Nun untersuchten die Autoren Gravitationstheorien, bei denen sich die starken Gravitations­felder innerhalb der Neutronen­sterne von denen, die die allgemeine Relativitäts­theorie vorhersagt, unterscheiden. Diese Abweichung im Bereich starker Felder bewirkt, dass Doppelstern­systeme Energie abstrahlen und schneller miteinander verschmelzen als in der Allgemeinen Relativitäts­theorie – ein Verhalten, das bei Neutronen­stern­beobachtungen sichtbar werden müsste.

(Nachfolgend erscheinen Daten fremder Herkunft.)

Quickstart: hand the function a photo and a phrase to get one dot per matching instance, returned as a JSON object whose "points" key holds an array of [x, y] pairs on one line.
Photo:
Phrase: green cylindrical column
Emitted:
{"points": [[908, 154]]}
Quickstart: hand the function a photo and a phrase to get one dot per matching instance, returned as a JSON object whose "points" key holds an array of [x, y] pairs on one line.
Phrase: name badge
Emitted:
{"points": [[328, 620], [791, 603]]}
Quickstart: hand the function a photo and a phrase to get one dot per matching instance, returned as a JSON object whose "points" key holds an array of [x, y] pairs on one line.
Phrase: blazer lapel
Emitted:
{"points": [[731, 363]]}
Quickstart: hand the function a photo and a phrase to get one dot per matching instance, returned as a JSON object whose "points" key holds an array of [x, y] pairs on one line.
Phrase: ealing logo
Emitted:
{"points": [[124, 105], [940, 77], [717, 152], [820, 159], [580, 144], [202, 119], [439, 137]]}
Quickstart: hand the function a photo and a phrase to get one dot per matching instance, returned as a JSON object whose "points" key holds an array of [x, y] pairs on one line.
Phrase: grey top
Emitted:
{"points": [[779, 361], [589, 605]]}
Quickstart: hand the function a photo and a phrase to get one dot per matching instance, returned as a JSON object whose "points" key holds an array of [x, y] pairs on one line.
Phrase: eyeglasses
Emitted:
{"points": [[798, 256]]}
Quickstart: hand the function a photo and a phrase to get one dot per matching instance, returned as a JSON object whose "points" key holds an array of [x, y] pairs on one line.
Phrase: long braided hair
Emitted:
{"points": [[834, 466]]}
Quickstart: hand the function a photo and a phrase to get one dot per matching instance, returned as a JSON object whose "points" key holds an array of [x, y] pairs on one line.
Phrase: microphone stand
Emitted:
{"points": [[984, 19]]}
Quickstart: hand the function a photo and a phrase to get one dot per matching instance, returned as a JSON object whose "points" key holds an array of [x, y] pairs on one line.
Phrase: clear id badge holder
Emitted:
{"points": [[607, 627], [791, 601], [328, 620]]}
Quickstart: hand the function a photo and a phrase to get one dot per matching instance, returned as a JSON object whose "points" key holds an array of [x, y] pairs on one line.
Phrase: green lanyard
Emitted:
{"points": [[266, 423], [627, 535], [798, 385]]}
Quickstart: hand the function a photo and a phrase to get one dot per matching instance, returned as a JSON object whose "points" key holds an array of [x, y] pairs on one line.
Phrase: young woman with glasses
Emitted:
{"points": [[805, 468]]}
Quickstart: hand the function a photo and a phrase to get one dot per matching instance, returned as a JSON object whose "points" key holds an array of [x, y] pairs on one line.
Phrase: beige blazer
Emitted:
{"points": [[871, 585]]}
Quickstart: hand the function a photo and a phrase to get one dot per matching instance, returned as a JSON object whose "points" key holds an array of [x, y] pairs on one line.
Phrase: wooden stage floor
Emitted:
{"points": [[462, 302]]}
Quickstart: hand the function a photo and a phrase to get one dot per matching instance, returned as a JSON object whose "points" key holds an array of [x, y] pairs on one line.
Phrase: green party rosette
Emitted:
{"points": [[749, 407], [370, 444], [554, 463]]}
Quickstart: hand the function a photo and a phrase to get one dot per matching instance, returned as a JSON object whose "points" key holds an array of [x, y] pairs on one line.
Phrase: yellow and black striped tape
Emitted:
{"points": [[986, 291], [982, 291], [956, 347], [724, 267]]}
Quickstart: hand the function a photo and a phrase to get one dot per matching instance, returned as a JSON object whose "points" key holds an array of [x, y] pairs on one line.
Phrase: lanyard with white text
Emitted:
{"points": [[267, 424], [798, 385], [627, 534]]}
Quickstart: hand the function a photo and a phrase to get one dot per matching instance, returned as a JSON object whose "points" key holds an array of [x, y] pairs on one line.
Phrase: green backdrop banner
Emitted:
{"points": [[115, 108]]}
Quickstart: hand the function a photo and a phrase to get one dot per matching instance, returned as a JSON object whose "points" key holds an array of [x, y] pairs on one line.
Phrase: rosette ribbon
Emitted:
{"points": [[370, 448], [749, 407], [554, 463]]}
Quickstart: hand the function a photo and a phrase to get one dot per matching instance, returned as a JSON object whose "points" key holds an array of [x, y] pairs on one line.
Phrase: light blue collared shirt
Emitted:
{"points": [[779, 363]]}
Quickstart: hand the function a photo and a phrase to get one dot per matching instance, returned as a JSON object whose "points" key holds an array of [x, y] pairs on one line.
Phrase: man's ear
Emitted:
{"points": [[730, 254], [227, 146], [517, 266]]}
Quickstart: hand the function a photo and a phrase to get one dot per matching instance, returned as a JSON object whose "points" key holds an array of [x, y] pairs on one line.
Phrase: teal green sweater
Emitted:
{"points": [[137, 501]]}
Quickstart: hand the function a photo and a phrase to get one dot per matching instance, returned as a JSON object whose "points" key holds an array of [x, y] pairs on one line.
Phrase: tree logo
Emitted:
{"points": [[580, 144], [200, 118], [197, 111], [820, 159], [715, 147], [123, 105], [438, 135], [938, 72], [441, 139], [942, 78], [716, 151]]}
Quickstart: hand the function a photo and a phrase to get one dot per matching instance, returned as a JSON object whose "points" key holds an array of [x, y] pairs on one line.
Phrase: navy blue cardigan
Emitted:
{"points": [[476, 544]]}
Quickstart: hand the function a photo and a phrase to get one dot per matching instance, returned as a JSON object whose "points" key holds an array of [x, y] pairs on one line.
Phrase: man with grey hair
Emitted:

„Das Gravitationsfeld an der Oberfläche von Neutronen­sternen ist ungefähr 200 Milliarden mal so stark wie das auf der Erde, was sie zu ausgezeichneten Test­objekten macht, um Einsteins Allgemeine Relativitäts­theorie und alternative Theorien im Bereich starker Felder zu untersuchen“, erklärt Lijing Shao. „In einer systematischen Untersuchung mit Pulsar-Timing-Methoden konnten wir eine Klasse von alternativen Gravitations­theorien einschränken und zum ersten Mal im Detail zeigen, wie sie mit der Physik der extrem dichten Materie zusammenhängen.“ Dies wird durch die bislang noch nicht bekannte Zustands­gleichung der Neutronen­sterne beschrieben.

Shao, der als Postdoc am Max-Planck-Institut für Gravitations­physik (Albert-Einstein-Institut, AEI) an dem Projekt arbeitete, forscht seit September 2017 am Max-Planck-Institut für Radio­astronomie. Er und seine Kollegen untersuchten elf mögliche Zustands­gleichungen für fünf binäre Pulsar-Systeme, jeweils bestehend aus einem Neutronen­stern und einem Weißen Zwerg. Sie entdeckten, dass die bislang besten Grenzwerte für alternative Gravitations­theorien bei binären Pulsaren Lücken aufweisen, die mit Hilfe der Gravitations­wellen­detektoren geschlossen werden könnten.

„Im zweiten Beobachtungslauf haben LIGO und Virgo bereits unter Beweis gestellt, dass sie empfindlich genug sind, um binäre Neutronen­sterne zu detektieren. Und ihre Empfindlichkeit wird in den kommenden Jahren weiter verbessert, wenn die Advanced LIGO und Virgo-Konfiguration erreicht wird“, sagt Noah Sennett, Doktorand und Zweitautor der Studie. „Die LIGO-Virgo-Detektoren könnten bald binäre Neutronen­stern­systeme mit geeigneten Massen entdecken. Dies könnte die Grenzwerte verbessern, die durch binäre Pulsar-Tests für bestimmte Zustandsgleichungen gesetzt werden und damit Einsteins Allgemeine Relativitätstheorie und alternative Theorien einem qualitativ neuen Test unterziehen“, sagt Alessandra Buonanno, Direktorin der Abteilung Astro­physikalische und Kosmologische Relativitäts­theorie am Max-Planck-Institut für Gravitationsphysik in Potsdam.

Zukünftige Gravitationswellen­detektoren wie das Einstein-Teleskop werden diese Tests weiter verbessern und die Lücke in den derzeitigen Rand­bedingungen schließen. Einander ergänzende Tests der Schwerkraft in starken Feldern werden in naher Zukunft Realität werden.